Soit. Ecoutons donc. Que dit Charb ? Quelques fulgurances, assez jubilatoires, comme celle-ci :

« Le problème, ce n’est ni le Coran, ni la Bible, romans soporifiques incohérents et mal écrits, mais le fidèle qui lit le Coran ou la Bible comme la notice de montage d’une étagère Ikea. Il faut bien tout faire comme c’est marqué sur le papier sinon l’univers se pète la gueule. Il faut bien égorger l’infidèle selon les pointillés, sinon Dieu va me priver de Club Med après ma mort. »

On aurait aimé le dire.

« Hystérie médiatique et islamique »

Dans son « testament », Charb revient aussi, évidemment, sur l’épisode de la publication des caricatures danoises. Avec un étrange « c’est la faute aux médias ». « Ce n’est qu’après la dénonciation et l’instrumentalisation des caricatures danoises par un groupe d’extrémistes musulmans », dit Charb, « que caricaturer le prophète est devenu un sujet capable de déclencher des crises d’hystérie médiatiques et islamiques. D’abord médiatiques, et ensuite islamiques ».

La théorie est séduisante. Elle est tout à fait plausible. Cela s’est vu à de multiples occasions, que tel ou tel message, telle ou telle publication, passés inaperçus dans un contexte particulier, deviennent dans un autre contexte un objet de scandale incandescent.

Malheureusement, c’est faux. Aussi loin que permette de remonter un excellent aide-mémoire, récemment republié, « Les 1 000 unes de Charlie Hebdo », qui couvre toute la période Val (1992-2011), pas de Mahomet en couverture avant la couverture fatidique de Cabu « C’est dur d’être aimé par des cons ». Des filles voilées, des Ben Laden, des imams, oui, en veux-tu en voilà, mais pas de Mahomet en couverture. Aucune autocensure là-dedans, sans doute. Le plus vraisemblable est qu’ils n’y avaient pas pensé. Le personnage ne faisait pas encore recette.

Avec des pincettes

Ils sont malins, à L’Obs. Ils publient le texte avec des pincettes. Dans sa présentation, Aude Lancelin nous invite à « ne pas transformer cet ultime texte en tables de la loi intouchables, impossibles à discuter. » Ils ont raison.

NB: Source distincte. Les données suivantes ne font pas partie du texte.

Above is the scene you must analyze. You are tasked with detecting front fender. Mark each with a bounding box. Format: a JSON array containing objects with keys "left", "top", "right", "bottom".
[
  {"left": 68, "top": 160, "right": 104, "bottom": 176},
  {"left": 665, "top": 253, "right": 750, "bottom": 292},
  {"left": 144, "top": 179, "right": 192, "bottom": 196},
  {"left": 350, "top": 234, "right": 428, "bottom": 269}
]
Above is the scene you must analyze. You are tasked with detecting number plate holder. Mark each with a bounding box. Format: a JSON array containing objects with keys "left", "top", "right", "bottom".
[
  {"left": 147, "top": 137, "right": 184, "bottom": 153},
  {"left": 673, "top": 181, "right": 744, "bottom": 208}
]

D’autant que la théorie de Charb (tout ce raffut, on n’y était pour rien, c’est la faute aux médias) passe aussi sous silence le tam-tam alors orchestré par l’équipe du magazine elle-même, autour de cette publication, certes courageuse, comme on s’en aperçoit aujourd’hui. Les équipes de télé qui se bousculaient autour du bouclage du numéro Mahomet n’étaient pas là par hasard. Elles avaient été invitées.

Ce qui, évidemment, ne justifie en rien les assassinats (toujours le préciser) mais autant raconter l’histoire complètement. Après tout, le « testament » de Charb n’est pas non plus une notice Ikea.